B. serment du jeu de paume et salut nazi, du pareil au même ?

publié le 4 juil. 2011, 05:18 par Jean-Pierre Rissoan   [ mis à jour : 15 sept. 2016, 15:30 ]

    Que peut-on tirer d’un texte pareil ? A.serment du jeu de paume et salut nazi, du pareil au même ?

1) "Ce geste fasciste par excellence, qu'est le salut la main tendue, n'est-il au fond pas né à Gauche ? "

    Selon notre auteur, la gauche est née avec la Révolution française. Comment se saluaient les sans-culottes qui s’adressaient les uns aux autres, en se tutoyant « citoyens ! » ? Dans le Père Duchesne, organe des hébertistes très lu par les sans-culottes, on lit : « quand il a bien travaillé le jour, le Sans-culotte va se reposer, le soir, à la section et lorsqu’il paraît au milieu de ses frères, l’un lui tend la main, l’autre lui frappe sur l’épaule en lui demandant comment va la joie ». Notez bien que le journal écrit « l’un lui tend la main » … c’est peut être un salut fasciste ? qui sait ?

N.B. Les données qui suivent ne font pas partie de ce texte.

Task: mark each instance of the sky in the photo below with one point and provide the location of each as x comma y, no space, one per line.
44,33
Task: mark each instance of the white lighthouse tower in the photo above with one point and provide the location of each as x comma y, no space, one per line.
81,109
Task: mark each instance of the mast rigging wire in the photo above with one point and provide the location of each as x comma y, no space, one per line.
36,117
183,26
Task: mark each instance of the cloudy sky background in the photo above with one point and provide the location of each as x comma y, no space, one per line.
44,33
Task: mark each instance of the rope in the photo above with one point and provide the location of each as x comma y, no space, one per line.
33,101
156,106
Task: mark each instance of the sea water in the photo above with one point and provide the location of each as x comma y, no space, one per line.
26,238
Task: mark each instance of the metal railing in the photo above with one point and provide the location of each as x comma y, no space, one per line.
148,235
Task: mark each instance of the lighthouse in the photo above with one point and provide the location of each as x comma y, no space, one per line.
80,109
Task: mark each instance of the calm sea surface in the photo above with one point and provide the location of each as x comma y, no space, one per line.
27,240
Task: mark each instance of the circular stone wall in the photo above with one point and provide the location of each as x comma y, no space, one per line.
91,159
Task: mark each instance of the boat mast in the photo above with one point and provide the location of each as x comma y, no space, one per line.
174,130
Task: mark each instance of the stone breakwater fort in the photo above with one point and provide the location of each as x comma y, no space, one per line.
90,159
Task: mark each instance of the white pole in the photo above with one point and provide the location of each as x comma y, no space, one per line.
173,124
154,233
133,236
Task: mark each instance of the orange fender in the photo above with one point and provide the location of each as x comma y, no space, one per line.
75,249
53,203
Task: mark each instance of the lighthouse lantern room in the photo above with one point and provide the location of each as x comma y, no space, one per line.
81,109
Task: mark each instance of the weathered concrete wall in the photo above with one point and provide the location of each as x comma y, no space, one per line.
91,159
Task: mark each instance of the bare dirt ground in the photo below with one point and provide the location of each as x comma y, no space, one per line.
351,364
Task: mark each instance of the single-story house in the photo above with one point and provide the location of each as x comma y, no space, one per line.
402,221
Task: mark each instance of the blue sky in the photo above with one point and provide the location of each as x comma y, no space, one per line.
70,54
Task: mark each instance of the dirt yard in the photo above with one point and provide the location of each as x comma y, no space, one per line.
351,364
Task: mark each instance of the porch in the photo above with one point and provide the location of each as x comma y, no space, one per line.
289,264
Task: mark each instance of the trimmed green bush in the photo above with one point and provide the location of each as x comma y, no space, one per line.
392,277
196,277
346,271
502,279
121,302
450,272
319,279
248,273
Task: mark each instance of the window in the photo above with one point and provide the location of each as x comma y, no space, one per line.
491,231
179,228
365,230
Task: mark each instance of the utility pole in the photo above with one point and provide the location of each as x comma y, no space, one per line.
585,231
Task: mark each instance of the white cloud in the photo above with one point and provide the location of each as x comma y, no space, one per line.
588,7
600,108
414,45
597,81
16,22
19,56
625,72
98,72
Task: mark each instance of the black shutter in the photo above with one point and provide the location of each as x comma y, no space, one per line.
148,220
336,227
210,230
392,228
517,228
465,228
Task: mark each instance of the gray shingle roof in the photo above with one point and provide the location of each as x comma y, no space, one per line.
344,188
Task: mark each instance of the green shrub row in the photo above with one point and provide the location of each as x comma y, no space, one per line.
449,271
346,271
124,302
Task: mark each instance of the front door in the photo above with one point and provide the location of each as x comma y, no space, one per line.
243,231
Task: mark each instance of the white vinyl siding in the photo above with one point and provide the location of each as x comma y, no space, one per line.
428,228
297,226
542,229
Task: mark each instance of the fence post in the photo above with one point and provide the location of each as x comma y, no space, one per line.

2) "N'a-t-il pas procédé d'abord de ces votes à main levée dans les réunions politiques du parti, avant d'être militarisé ensuite par le raidissement du corps et le claquement des talons - militarisé et donc, par là, droitisé,"

    De quel parti politique parle notre Olibrius ? Il semble s’agir du parti nazi…Mais les nazis ont été immédiatement des gens militarisés, au sein des corps-francs. La force physique a toujours été leur premier argument. Quant au raidissement du corps et au claquement de talons, cela remonte au moins à l’armée de Frédéric II de Prusse. En parcourant le net, j’ai trouvé cet extrait d’un récit : « Le lieutenant Dieter Joseph von SchulenBuch ne put qu'admirer la précision des soldats lorsqu'ils s'intercalaient, se contournaient, se faisaient face puis demi-tour droite ! Sans aucune variation d'expression, la nuque droite, chacun prenait la place d'un autre avec force claquements de talons »[1]. (La scène se passe en 1800).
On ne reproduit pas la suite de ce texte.